Goering compareceu no tribunal no dia 4 de novembro de 1933. Desde o início de seu depoimento, Dimitrov passou à ofensiva, mostrando as contradições entre as declarações do Mefisto e os depoimentos de outras testemunhas. Este, derrotado na batalha da inteligência,  não tardou a mostrar o porrete. A Dimitrov, que insistia na mais do que suspeita rapidez com que, apenas declarado o incêndio, haviam começado as prisões de comunistas, vociferou, desfazendo-se do verniz de compostura: “[…] eu estava convencido de que era preciso buscar os criminosos em vosso (dirigindo-se a Dimitrov) partido. (Ameaçando Dimitrov com o punho e berrando): Vosso partido é um  partido de criminosos e deve ser suprimido!”. Sem se intimidar, Dimitrov elogia a União Soviética e diz que os melhores filhos do povo alemão são comunistas.

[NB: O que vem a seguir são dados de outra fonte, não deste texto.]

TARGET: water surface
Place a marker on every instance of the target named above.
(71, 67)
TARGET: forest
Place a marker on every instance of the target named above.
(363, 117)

Goering berra mais alto: “Vou lhe dizer o que o povo alemão sabe. […] que o senhor se conduz aqui de maneira insolente e que o senhor veio aqui para tocar fogo no Reichstag. […] O senhor não passa de um malfeitor que deve ser enforcado bem alto com corda curta”. O Presidente da Corte retira a palavra a Dimitrov. Enquanto os policiais o agarravam, este ainda teve tempo de perguntar  a Goering (que continuava berrando: “Fora, celerado!”): tem ainda tempo de interpelar: “O senhor provavelmente tem medo de minhas questões, senhor Presidente do Conselho”. O outro replica, furibundo: “Presta atenção, toma cuidado, vou acertar as contas assim que V. sair da sala de audiência! Celerado!” (4)


 


 


Também Goebbels, que assumira o Ministério da Propaganda do gabinete chefiado por Hitler, compareceu ao tribunal para prestar depoimento no dia  8 de novembro. Entre outras questões e ponderações, Dimitrov observou ao depoente que  terrorismo era uma especialidade dos nazistas: “Durante o outono de 1932, quando Papen e, depois dele, Schleicher, foram chanceleres do Reich, toda uma série de ataques e atentados com explosivos foi cometida. Houve processos e pronunciaram-se condenações à morte para certos nacional-socialistas”. Goebbels tenta sair pela tangente: “É possível que provocadores tenham sido enviados […] ao seio do partido (nazista) para cometer tais atentados”. Dimitrov lembrou então que Hitler tinha felicitado solene e ostensivamente membros de seu partido condenados à morte por assassinato e que, logo ao chegar à chefia do governo, decretou anistia geral para todos os nazistas presos por terrorismo. Goebbels respondeu que seu governo não podia deixar na prisão “homens que, arriscando a vida e a saúde, tinham travado a luta contra o perigo comunista”5. Mesmo raciocínio, no fundo, que o das autoridades estadunidenses ao libertar o arqui-terrorista Posadas Carriles.  


 


 


 


Notas


(1)   A. Ramos Oliveira, op.cit., pp.236-237.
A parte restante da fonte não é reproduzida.